El Espectador Austral / La crisis y el vino (I)
una reflexión sobre la crisis global y el vino
La crisis y el vino (I)
En una de sus raras entrevistas, hace ya unos años, el winemaker Nicolás Catena dijo al diario La Nación que durante las crisis se bebía más y no menos vino. Sin duda se refería a la Argentina y a los vinos argentinos. Pero esta afirmación (que podríamos llamar Hipótesis o Teorema de Catena) me parece un buen punto de partida para algunas reflexiones sobre el vino y la crisis económica global.
Me sorprende mucho que muchos, incluso profesionales de la economía y las finanzas, hayan sido sorprendidos por la catástrofe financiera provocada por las hipotecas alegres y los bizarros futuros y derivados; sin saber nada de economía, hace varios años que vengo profetizando en voz alta (tengo testigos) que esto sucedería un día por una razón moral, una geométrica y otra física. La primera es que todas las lacras de la humanidad contienen la semilla de su propia destrucción, la segunda es que nada de lo humano puede crecer al infinito y la tercera es que, como queda demostrado, el Segundo Principio de la Termodinámica vale también para las finanzas: los “amos del universo” en Wall Street quisieron inventar el perpetuum mobile del dinero.
El vino está en el mundo y si el mundo está en crisis lo está también el vino. Sin embargo, como pocas otras producciones humanas el vino posee una fuerza interior que le asegura la supervivencia: es de aquellas actividades laicas bíblicas que conocen crisis y catástrofes desde hace milenios, lo que no obstó a su progreso. Véase en este mismo blog La Biblia, el vino y la crisis para algunas referencias.

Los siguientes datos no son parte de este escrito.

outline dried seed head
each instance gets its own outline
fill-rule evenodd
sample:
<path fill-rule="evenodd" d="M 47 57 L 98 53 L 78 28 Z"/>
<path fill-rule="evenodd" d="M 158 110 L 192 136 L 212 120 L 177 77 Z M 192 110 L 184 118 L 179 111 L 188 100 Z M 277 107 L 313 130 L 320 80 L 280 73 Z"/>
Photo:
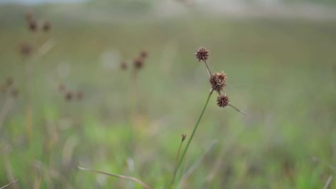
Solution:
<path fill-rule="evenodd" d="M 42 25 L 42 30 L 43 31 L 47 32 L 49 31 L 51 26 L 50 25 L 50 23 L 48 21 L 45 21 L 43 23 Z"/>
<path fill-rule="evenodd" d="M 83 92 L 81 90 L 78 91 L 76 96 L 77 97 L 77 100 L 82 100 L 83 98 Z"/>
<path fill-rule="evenodd" d="M 10 91 L 10 94 L 14 98 L 17 98 L 19 96 L 19 89 L 16 88 L 13 88 Z"/>
<path fill-rule="evenodd" d="M 28 43 L 22 43 L 19 46 L 20 53 L 23 55 L 30 54 L 33 50 L 32 47 Z"/>
<path fill-rule="evenodd" d="M 223 72 L 221 73 L 216 72 L 210 76 L 209 81 L 212 89 L 220 93 L 226 85 L 226 75 Z"/>
<path fill-rule="evenodd" d="M 220 95 L 217 97 L 217 105 L 221 108 L 224 108 L 229 105 L 229 99 L 227 96 Z"/>
<path fill-rule="evenodd" d="M 68 101 L 70 101 L 72 99 L 72 93 L 70 91 L 67 92 L 65 93 L 64 97 L 65 98 L 65 100 Z"/>
<path fill-rule="evenodd" d="M 26 20 L 27 21 L 29 22 L 32 20 L 33 17 L 33 16 L 31 12 L 27 12 L 26 13 Z"/>
<path fill-rule="evenodd" d="M 186 134 L 182 134 L 182 141 L 183 142 L 184 140 L 186 139 L 186 138 L 187 137 L 187 135 Z"/>
<path fill-rule="evenodd" d="M 120 62 L 120 68 L 123 70 L 127 69 L 127 63 L 124 61 Z"/>
<path fill-rule="evenodd" d="M 140 69 L 143 66 L 143 59 L 138 57 L 134 59 L 134 67 L 136 69 Z"/>
<path fill-rule="evenodd" d="M 14 80 L 13 80 L 13 78 L 12 78 L 10 77 L 9 77 L 7 78 L 7 80 L 6 80 L 6 84 L 7 84 L 7 86 L 12 86 L 13 82 L 14 82 Z"/>
<path fill-rule="evenodd" d="M 65 90 L 65 85 L 62 83 L 58 84 L 58 91 L 63 92 Z"/>
<path fill-rule="evenodd" d="M 143 50 L 140 53 L 140 57 L 142 58 L 145 58 L 147 57 L 148 54 L 147 51 Z"/>
<path fill-rule="evenodd" d="M 195 53 L 196 58 L 198 60 L 198 61 L 207 60 L 210 51 L 204 47 L 198 48 Z"/>
<path fill-rule="evenodd" d="M 30 20 L 28 23 L 29 29 L 32 32 L 35 32 L 37 29 L 37 23 L 33 20 Z"/>

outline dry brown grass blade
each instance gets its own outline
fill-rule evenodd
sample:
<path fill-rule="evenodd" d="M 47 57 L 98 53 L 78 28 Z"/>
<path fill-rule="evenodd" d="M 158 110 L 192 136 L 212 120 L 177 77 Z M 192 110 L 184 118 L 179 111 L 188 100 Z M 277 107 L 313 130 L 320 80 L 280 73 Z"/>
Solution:
<path fill-rule="evenodd" d="M 78 168 L 80 170 L 82 170 L 83 171 L 89 171 L 89 172 L 92 172 L 93 173 L 99 173 L 99 174 L 103 174 L 104 175 L 108 175 L 108 176 L 111 176 L 116 178 L 119 178 L 119 179 L 126 179 L 126 180 L 129 180 L 130 181 L 132 181 L 134 182 L 135 182 L 136 183 L 139 183 L 140 184 L 141 186 L 143 186 L 143 188 L 144 188 L 146 189 L 151 189 L 151 188 L 150 188 L 149 186 L 145 184 L 144 182 L 142 181 L 136 179 L 134 177 L 128 177 L 127 176 L 124 176 L 124 175 L 118 175 L 116 174 L 114 174 L 114 173 L 107 173 L 106 172 L 103 172 L 103 171 L 97 171 L 95 170 L 92 170 L 92 169 L 88 169 L 86 168 L 84 168 L 80 166 L 78 166 Z"/>
<path fill-rule="evenodd" d="M 178 187 L 177 187 L 178 189 L 182 189 L 182 186 L 185 183 L 185 182 L 187 181 L 187 179 L 188 179 L 188 177 L 190 176 L 190 175 L 193 174 L 193 173 L 196 170 L 196 168 L 199 166 L 200 163 L 203 162 L 203 160 L 205 158 L 205 157 L 210 153 L 210 152 L 211 151 L 212 148 L 213 148 L 214 146 L 215 145 L 217 144 L 218 143 L 217 141 L 217 140 L 214 140 L 212 141 L 210 145 L 207 148 L 206 150 L 205 150 L 205 152 L 203 154 L 203 155 L 198 159 L 198 160 L 195 162 L 193 166 L 192 166 L 185 173 L 182 179 L 181 179 L 181 181 L 180 182 L 180 183 L 178 185 Z"/>
<path fill-rule="evenodd" d="M 3 187 L 1 187 L 1 188 L 0 188 L 0 189 L 4 189 L 5 188 L 6 188 L 6 187 L 8 187 L 8 186 L 11 185 L 12 184 L 15 183 L 15 182 L 16 182 L 16 181 L 18 181 L 18 180 L 19 180 L 19 179 L 16 179 L 16 180 L 15 180 L 15 181 L 12 182 L 11 183 L 9 183 L 9 184 L 7 184 L 7 185 L 6 185 L 3 186 Z"/>

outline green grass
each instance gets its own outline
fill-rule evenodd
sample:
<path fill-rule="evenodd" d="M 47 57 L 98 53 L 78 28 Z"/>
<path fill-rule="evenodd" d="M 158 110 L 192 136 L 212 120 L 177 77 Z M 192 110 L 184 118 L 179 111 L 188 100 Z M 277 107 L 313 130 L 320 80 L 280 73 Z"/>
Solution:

El vino sobrevivirá y prosperará porque los elaboradores de vino, a diferencia de los fabricantes de prácticamente todas las otras cosas que nos rodean, viven desde que el mundo es mundo en un estado de crisis permanente. No hay vitivinicultura sin crisis: en su raíz etimológica griega, crisis significa “juzgar, decidir” y por extensión, “momento decisivo de un negocio grave y de consecuencias importantes” -algo que el vitivinicultor desde la noche de los tiempos hace habitualmente cada año.
Las desfermentaciones del mosto y lunas del vino, el clima y todos sus posibles azotes, las pestes, el ganado ajeno, el malgobierno, las invasiones y guerras, la sobreproducción, las carestías, la inflación y los conflictos laborales existen desde los antiguos Israel, Grecia, Etruria y Roma, mucho antes que Francia y sus cinco repúblicas. Si la vid y el vino sobrevivieron a las iras de Yavé o de Zeus, Marte, Plutón, Neptuno y Mercurio combinados es porque el dios pagano que los ampara, Dionisio o Baco, “simboliza la vida en toda su plenitud…y la fecundidad de la Naturaleza”. Porque el vino es la vida y la vida es crisis y así, mientras haya vida en la Tierra habrá vinos…y crisis. La crisis es el vino y el vino es la crisis: sin crisis no es posible viticultivar y vinificar, aunque sí es posible fabricar zapatos, gaseosas o automóviles.
Cada sorbo de vino bueno o malo es por definición y naturaleza un trago de crisis resuelta mejor o peor desde la escala unicelular a la humana y la astronómica, es un jugo de “juzgares y decidires” que cada año el vitivinicultor propone al bebedor, un concentrado líquido y alcohólico de libertad y vida, en crisis. Un regalo de los dioses, de esas cosas que se aprecian tanto más en la escasez que en la abundancia.